I like to look at old architecture. I especially like the brick work of some of the buildings from the late 1800s/early 1900s.  I happened to be gazing at the front of a big downtown structure, happily admiring brick patterns, when I glanced up at the roof. There, proudly growing from the top of the three-story building, stood a little tree. Not like a potted plant, a real tree. Since there aren't many of those downtown, I imagine that seed traveled a distance before it found itself deposited in years of dust and debris on the rooftop.  There, high above the sidewalks, it got lots of sun and rain with very little worry. Nobody was up there to trample on it except the pigeons.

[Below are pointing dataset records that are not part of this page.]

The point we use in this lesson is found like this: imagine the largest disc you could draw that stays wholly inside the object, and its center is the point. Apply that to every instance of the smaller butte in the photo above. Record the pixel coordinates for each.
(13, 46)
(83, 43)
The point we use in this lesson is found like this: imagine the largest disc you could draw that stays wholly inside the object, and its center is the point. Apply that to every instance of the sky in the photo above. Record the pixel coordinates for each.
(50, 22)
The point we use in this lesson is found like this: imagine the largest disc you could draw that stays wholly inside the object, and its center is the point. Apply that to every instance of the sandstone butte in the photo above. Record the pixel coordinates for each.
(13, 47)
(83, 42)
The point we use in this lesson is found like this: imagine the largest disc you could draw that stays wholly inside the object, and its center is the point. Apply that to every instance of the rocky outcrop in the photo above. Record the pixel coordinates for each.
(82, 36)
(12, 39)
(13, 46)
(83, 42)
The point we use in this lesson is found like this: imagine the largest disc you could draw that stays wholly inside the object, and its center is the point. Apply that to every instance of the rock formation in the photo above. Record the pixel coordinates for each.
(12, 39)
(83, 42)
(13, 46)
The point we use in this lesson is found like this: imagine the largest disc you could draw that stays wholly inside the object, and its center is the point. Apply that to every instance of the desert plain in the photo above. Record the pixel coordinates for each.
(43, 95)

Now, if I was planting seeds, I don't think "plant it on the roof" would even be on my list of things to do.  A 100 year old roof doesn't look like much.  One hundred years of pigeon poop on top of decaying shingles? No thanks.

Well, what's to learn from a little tree way up high?  One little seed landed in a place that none of us would have thought of planting.  A place out of the reach of most, covered with many years worth of debris. A place most of us would consider highly undesirable for planting, and out of that place came forth new life.

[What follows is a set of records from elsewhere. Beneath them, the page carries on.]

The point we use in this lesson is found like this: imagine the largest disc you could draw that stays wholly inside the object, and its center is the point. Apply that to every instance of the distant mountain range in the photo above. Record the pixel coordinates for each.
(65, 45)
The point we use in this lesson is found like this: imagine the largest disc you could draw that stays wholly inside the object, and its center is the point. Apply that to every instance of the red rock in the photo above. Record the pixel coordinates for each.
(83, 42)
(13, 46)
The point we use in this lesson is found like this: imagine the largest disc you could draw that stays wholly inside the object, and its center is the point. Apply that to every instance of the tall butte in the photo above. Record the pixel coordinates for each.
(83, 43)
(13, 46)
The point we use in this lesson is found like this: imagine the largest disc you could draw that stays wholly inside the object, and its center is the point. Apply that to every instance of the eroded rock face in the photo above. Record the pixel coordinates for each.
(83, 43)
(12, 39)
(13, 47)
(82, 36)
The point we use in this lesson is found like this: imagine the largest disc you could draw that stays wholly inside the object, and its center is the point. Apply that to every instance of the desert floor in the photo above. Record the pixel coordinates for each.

We have been sent out to plant seeds, and it's so easy to overlook some people, the ones who are about as desirable as that dropping-covered rooftop.  They've got long histories filled with messes and heaps of broken shingles, and they seem to be rotting out from underneath.  Nothing is going to grow there. Let's move on. We forget that " The LORD does not look at the things man looks at. Man looks at the outward appearance, but the LORD looks at the heart."  1 Samuel 16   

Mark 4:3 "Listen! A farmer went out to sow his seed. 4 As he was scattering the seed, some fell along the path, and the birds came and ate it up. 5 Some fell on rocky places, where it did not have much soil. It sprang up quickly, because the soil was shallow. 6 But when the sun came up, the plants were scorched, and they withered because they had no root. 7 Other seed fell among thorns, which grew up and choked the plants, so that they did not bear grain. 8 Still other seed fell on good soil. It came up, grew and produced a crop, multiplying thirty, sixty, or even a hundred times." 9 Then Jesus said, "He who has ears to hear, let him hear." 10 When he was alone, the Twelve and the others around him asked him about the parables. 11 He told them, "The secret of the kingdom of God has been given to you. But to those on the outside everything is said in parables 12 so that, " 'they may be ever seeing but never perceiving, and ever hearing but never understanding; otherwise they might turn and be forgiven!' " 13 Then Jesus said to them, "Don't you understand this parable? How then will you understand any parable? 14 The farmer sows the word. 15 Some people are like seed along the path, where the word is sown. As soon as they hear it, Satan comes and takes away the word that was sown in them. 16 Others, like seed sown on rocky places, hear the word and at once receive it with joy. 17 But since they have no root, they last only a short time. When trouble or persecution comes because of the word, they quickly fall away. 18Still others, like seed sown among thorns, hear the word; 19 but the worries of this life, the deceitfulness of wealth and the desires for other things come in and choke the word, making it unfruitful. 20 Others, like seed sown on good soil, hear the word, accept it, and produce a crop--thirty, sixty or even a hundred times what was sown."

Jesus doesn't ask us to decide the soil type before we plant the seeds. He only asks us to plant them.